This picture is from several years ago... three years ago. Three years.
A lot can happen in three years. It can seem to go by slowly or it can seem to fly by.
Yesterday was a very tough day for me. It came with a blow... one that I was completely unprepared for. We went to get the results of an evaluation Abby had done. She had the same evaluation done three years ago. We were going to compare the two evaluations and see where Abby is... developmentally and academically and emotionally. I thought that she might be close to the same level... maybe a tiny bit higher. What we found out was that she has declined in almost everything. I had never considered she could have declined like that. The information took my breath away and came with a blow that knocked my soul for several loops. As I sat there and tried to listen to the rest and tried to not have a breakdown in front of this stranger... things were going through my head ninety miles an hour... questions... emotions.
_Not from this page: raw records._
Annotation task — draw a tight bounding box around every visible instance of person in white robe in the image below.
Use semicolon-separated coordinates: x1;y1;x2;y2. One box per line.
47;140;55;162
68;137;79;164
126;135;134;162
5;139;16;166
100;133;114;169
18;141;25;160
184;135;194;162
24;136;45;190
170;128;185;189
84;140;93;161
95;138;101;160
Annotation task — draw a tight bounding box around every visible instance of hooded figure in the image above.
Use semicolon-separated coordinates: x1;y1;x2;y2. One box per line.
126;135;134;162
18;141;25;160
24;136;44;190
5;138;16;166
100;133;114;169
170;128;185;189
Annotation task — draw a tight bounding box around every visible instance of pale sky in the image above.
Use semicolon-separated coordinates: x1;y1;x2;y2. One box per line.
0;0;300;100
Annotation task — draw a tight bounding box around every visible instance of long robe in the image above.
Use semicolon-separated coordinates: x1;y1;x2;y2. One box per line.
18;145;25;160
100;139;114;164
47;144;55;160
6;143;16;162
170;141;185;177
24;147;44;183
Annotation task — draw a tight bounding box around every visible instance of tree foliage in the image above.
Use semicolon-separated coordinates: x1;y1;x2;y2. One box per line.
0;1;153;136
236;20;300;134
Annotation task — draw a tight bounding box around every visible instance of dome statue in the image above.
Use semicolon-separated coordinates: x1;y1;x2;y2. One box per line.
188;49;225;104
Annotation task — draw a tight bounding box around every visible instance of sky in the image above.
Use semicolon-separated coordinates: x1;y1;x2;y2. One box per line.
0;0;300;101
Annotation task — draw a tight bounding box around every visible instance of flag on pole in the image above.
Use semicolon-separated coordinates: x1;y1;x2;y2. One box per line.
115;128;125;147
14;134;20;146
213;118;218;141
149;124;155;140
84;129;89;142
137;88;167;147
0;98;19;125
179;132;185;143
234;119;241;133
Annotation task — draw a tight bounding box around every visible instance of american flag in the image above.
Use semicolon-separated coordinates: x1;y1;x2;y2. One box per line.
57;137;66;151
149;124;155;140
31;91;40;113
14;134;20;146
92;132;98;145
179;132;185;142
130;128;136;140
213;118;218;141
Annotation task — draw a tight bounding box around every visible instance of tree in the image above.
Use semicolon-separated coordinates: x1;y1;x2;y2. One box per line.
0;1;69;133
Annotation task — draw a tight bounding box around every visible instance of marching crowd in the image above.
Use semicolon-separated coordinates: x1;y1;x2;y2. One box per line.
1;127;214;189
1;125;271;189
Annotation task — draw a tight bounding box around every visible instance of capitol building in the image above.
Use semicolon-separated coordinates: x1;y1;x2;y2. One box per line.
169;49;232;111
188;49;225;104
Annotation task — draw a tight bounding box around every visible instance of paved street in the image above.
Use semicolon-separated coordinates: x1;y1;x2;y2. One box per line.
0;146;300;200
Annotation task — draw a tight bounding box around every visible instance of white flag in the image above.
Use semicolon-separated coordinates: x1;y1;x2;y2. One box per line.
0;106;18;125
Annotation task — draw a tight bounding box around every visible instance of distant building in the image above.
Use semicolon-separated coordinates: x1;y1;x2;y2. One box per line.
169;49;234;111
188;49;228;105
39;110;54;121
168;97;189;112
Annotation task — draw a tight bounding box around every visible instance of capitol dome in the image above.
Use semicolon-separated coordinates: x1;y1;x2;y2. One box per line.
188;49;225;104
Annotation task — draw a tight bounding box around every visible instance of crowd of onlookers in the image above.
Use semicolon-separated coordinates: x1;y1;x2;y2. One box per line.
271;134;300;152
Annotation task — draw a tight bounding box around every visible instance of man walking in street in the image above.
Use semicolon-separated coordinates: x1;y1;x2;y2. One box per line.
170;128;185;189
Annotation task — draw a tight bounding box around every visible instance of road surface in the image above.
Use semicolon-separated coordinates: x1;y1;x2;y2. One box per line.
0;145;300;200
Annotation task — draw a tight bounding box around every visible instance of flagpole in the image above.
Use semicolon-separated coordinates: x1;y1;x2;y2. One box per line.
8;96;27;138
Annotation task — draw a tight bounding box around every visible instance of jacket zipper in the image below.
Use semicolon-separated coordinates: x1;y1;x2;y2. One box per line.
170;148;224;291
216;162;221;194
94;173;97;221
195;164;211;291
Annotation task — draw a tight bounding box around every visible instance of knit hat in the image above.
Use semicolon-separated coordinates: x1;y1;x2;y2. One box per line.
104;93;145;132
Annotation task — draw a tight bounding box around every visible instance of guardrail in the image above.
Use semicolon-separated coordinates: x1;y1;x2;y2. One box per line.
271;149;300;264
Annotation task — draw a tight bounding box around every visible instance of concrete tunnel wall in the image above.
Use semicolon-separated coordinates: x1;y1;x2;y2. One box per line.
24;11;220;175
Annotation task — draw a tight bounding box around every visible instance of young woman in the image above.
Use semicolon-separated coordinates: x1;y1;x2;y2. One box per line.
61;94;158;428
What was going on three years ago? What has changed? How could I be so unprepared for news like this? Was this confirming one of my biggest fears that she is slipping away right before us? Had I caused any of this? How much medicine increase has happened in that three years? Is this causing some of her bad behaviors? Her frustration? Can it be reversed and fixed? What can I do?
I am still trying to process it. I am grieving and trying to find answers at the same time. It is not a good time. My heart is deeply wounded and my soul wants to scream.
I have spent a significant amount of energy trying to live as if everything is normal... like everything is ok. And it is not. It is not ok. And I have to figure out how to live with things not being ok.
I know our children do not belong to us. I know God loves them more than I ever could. But I also know that I am responsible for making decisions that affect this little one's life... every aspect of her life. From what we feed her, what we don't feed her, how much we medicate her, what suppliments we give her, how much rest we insist she gets, and what kind of schooling and social activities... much of her life is based on what we decide for her. That weighs on me heavily. Are we doing enough? Are we doing the right stuff? Are we looking in the right places? Are we asking the right people? Are we making any of this worse?